Devant ces terribles révélations, Washington s'"inquiète" et dépêche ses porte-avions afin de contrer cette "menace grandissante". Comme dans un remake des événements précédents la guerre contre l'Irak, les journalistes répètent tout cela. Enfin, pas tous. Micheal Ware, correspondant de CNN à Bagdad depuis quatre ans, et Seymour Hersh, du New Yorker, sont les rares à décortiquer l'avalanche de propagande diffusée par l'administration. Et la réalité qu'ils présentent n'a rien à voir avec les jacassements de la secrétaire d'État Condoleezza Rice, appelant mardi les pays voisins de l'Irak à oeuvrer pour la paix et la sécurité dans la région.
En effet, selon l'enquête de Seymour Hersh, l'argent des trésors américain et saoudien coule à flots afin de stopper l'"agression chiite menée par l'Iran" dans la région. Et cet argent se retrouve entre les mains des sunnites libanais, jordaniens, saoudiens et même irakiens, dont la plupart détestent les chiites et... les Américains. Un quart de siècle après avoir financé les "combattants de la liberté afghans", Washington répète la même erreur: les ennemis de mes ennemis sont mes amis jusqu'à ce qu'ils deviennent les nouveaux ennemis.
Toute cette agitation martiale autour de l'Iran, tous ces coups fourrés visant à susciter la haine entre sunnites et chiites ont-ils quelque chose à voir avec la paix et la sécurité dans la région? Bien sûr que non. Comme le souligne Leslie Gelb, ancien président du Council on Foreign Relations et grand promoteur du morcellement de l'Irak, la politique suivie par l'administration au Liban afin de contrer le Hezbollah n'est pas "tant en faveur de la démocratie qu'en faveur de la sécurité nationale des États-Unis". Il faut appuyer n'importe qui afin de stopper les chiites. Voilà qui a le mérite d'être clair; encore faudrait-il qu'à Washington on ait le courage de le dire, souligne Gelb.

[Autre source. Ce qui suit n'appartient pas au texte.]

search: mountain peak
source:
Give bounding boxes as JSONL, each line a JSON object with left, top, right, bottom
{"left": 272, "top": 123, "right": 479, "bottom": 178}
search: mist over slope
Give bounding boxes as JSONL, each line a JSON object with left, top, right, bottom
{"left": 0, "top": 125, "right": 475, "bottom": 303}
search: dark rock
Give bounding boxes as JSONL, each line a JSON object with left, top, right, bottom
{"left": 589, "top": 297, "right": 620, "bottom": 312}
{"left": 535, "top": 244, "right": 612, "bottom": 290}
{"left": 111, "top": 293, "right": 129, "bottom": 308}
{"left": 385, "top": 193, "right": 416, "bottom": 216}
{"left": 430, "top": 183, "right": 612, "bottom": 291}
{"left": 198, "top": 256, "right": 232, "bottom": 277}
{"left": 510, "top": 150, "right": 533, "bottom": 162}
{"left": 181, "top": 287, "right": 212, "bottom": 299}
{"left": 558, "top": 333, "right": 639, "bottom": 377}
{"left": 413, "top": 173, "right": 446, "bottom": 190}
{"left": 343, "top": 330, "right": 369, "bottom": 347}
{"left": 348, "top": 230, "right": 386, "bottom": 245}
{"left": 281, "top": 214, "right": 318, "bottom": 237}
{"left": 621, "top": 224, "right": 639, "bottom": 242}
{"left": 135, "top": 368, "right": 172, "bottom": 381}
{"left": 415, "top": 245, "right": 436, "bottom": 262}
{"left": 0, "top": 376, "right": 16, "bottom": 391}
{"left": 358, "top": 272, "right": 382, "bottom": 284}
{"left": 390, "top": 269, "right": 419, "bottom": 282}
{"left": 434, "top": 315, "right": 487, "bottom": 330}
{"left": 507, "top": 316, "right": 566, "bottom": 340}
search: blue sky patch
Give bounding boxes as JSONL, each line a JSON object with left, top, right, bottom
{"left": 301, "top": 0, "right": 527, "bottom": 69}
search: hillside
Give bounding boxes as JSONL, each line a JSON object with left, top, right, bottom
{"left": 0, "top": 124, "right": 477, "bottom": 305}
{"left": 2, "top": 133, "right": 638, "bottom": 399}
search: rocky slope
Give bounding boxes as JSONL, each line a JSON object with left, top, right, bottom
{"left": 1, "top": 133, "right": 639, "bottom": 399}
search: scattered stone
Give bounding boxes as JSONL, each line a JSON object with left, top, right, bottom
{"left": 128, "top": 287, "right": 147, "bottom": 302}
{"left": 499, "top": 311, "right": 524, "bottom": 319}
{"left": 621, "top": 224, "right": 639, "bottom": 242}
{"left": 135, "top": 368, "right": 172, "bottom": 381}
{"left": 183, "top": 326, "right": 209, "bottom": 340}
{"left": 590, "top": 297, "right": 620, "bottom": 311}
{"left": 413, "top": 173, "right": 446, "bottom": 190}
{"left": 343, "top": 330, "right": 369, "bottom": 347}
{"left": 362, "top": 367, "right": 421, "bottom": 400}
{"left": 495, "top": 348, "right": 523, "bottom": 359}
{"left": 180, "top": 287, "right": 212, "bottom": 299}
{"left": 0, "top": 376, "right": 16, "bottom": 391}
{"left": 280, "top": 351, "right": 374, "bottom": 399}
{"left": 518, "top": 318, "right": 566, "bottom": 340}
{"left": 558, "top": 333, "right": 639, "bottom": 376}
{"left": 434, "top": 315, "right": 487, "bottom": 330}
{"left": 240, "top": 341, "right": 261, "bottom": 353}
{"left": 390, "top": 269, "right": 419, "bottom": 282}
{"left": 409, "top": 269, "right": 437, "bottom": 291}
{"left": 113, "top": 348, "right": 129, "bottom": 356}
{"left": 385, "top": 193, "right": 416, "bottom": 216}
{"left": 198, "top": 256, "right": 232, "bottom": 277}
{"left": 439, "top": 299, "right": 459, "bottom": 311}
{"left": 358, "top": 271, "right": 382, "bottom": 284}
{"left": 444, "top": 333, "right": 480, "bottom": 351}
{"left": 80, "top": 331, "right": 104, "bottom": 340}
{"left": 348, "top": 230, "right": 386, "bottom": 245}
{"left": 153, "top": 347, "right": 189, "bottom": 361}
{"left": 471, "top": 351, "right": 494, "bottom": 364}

Son collègue Flynt Leverett, un ancien du Conseil de sécurité national, a une explication plus sordide, mais plus juste, à propos de l'hystérie entretenue autour des visées iraniennes en Irak. "Tout cela fait partie d'une campagne de provocation graduelle visant à augmenter la pression sur l'Iran, a-t-il confié à Seymour Hersh. Le but ultime étant que les Iraniens finissent par riposter: alors, l'administration aura le champ libre afin de riposter à son tour". C'est comme ça qu'on prépare la joyeuse guerre destinée à remodeler le nouveau Proche-Orient si cher au coeur de Mme Rice et qui a déjà couté la vie à 150000 Irakiens.
L'auteur est directeur du Réseau francophone de recherche sur les opérations de paix et professeur invité au GERSI et CERIUM de l'Université de Montréal.